Bukan Pandawa bongsor berotak dungu ini. !!” Bratasena bangun dari duduknya dan
berkata “heeh ternyata raja agung Mandura badan doang besar tapi nyalinya
sebesar tikus. Kakakku Prabu Kangsadewa ternyata raja penakut berhati lemah”.
Prabu Kangsadewa marah lagi karena dihina oleh seorang putra Pandhu kemudian
menyuruh patih Suratrimantra ke gelanggang untuk bergulat dengan Bratasena.

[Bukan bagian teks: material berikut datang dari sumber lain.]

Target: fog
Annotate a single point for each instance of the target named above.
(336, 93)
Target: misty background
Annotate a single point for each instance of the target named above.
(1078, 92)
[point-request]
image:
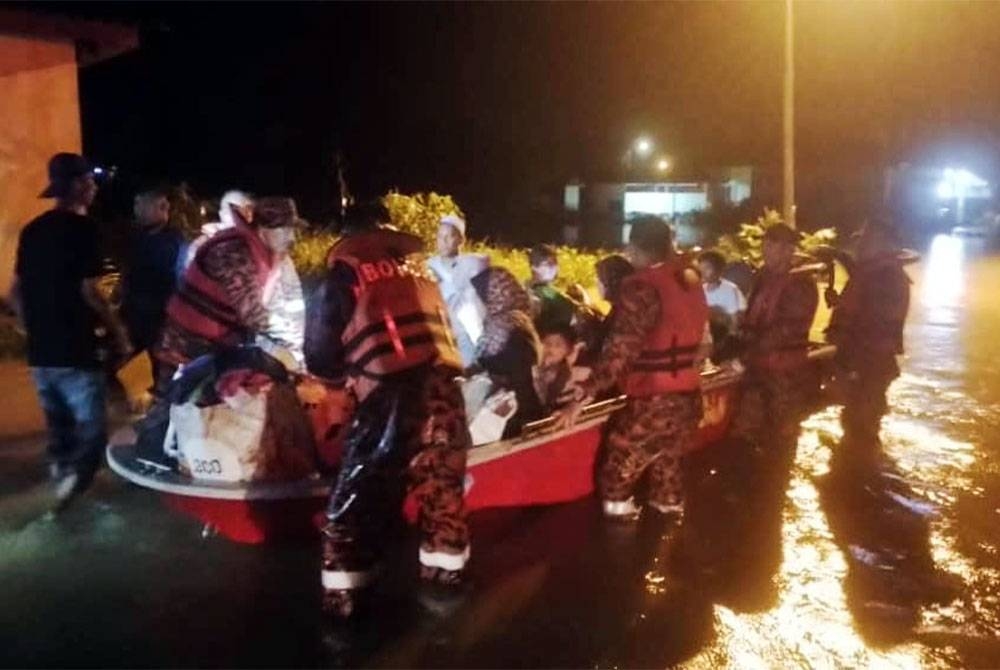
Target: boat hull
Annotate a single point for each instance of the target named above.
(539, 469)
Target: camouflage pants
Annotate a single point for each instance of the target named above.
(772, 405)
(647, 435)
(408, 436)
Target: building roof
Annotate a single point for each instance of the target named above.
(95, 40)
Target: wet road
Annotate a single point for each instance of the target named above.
(800, 560)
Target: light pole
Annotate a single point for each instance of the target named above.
(641, 147)
(788, 201)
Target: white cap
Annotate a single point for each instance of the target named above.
(456, 222)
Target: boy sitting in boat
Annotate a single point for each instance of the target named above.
(558, 377)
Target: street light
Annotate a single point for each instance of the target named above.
(958, 185)
(788, 200)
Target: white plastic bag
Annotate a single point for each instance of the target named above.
(475, 390)
(218, 443)
(490, 421)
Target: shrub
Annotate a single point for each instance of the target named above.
(746, 243)
(419, 214)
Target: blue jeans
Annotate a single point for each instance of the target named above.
(73, 402)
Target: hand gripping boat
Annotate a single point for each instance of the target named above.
(542, 466)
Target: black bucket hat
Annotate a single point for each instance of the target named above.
(63, 169)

Pertandingan adu jago dimulai.mereka saling bergulat, saling banting dan saling sikut. Kesaktian mereka sangat dahsyat. Sebaliknya patih Suratrimantra merasa kerepotan melihat Bratasena yang ternyata sangat kuat dan sulit dikalahkan. Setelah cukup lama, Patih Suratrimantra terdesak namun dirinya sempat melihat ada dua pemuda berkulit bule dan berkulit gelap masuk diantara para penonton. Kemudian sang patih itu meronta-ronta dan berusaha mencekik Baratasena namun Kakrasana tiba-tiba naik gelanggang lalu memukul Suratrimantra dengan Gada Alugora hingga keluar gelanggang sampai tewas dengan kepala hancur. Prabu Kangsadewa kaget melihat kehadiran Kakrasana dan Narayana, orang yang ia nanti-nanti lalu memerintahkan dua algojonya, Chanura dan Musthika untuk bergulat dengan mereka berdua. Gulat antara Kakrasana dan Narayana dengan Chanura dan Musthika berlangsung sengit. Tetapi dengan mudah, Chanura dan Musthika berhasil dikalahkan. Akhirnya Kangsa sendiri yang melawan dua anak pemuda berkulit bule dan gelap. Pertarungan berlangsung sengit. Awalnya Kakarasana dan Narayana tersepit dan terdesak oleh kekuatan Kangsa, sang kakak haram mereka itu. akan tetapi datang Rara Ireng dan Niken Rarasati bersama Endang Radha dan Kakek Semar dari kejauhan. Mereka merapal aji Kemayan yang mengaburkan kewaspadaan dan mebuat kangsa terlena. Di saat demikian Permadi memanah Kangsa dan jrass kena ke dadanya. Kangsa menjerit kesakitan dan di saat demikian. Narayana menghajar Kangsa tanpa ampun lagi. Di saat Kangsa sudah tidak berdaya. Kakrasana menghantamkan Nanggala ke tubuhnya dan Narayana melemparkan Cakra ke leher Kangsa hingga tertebas.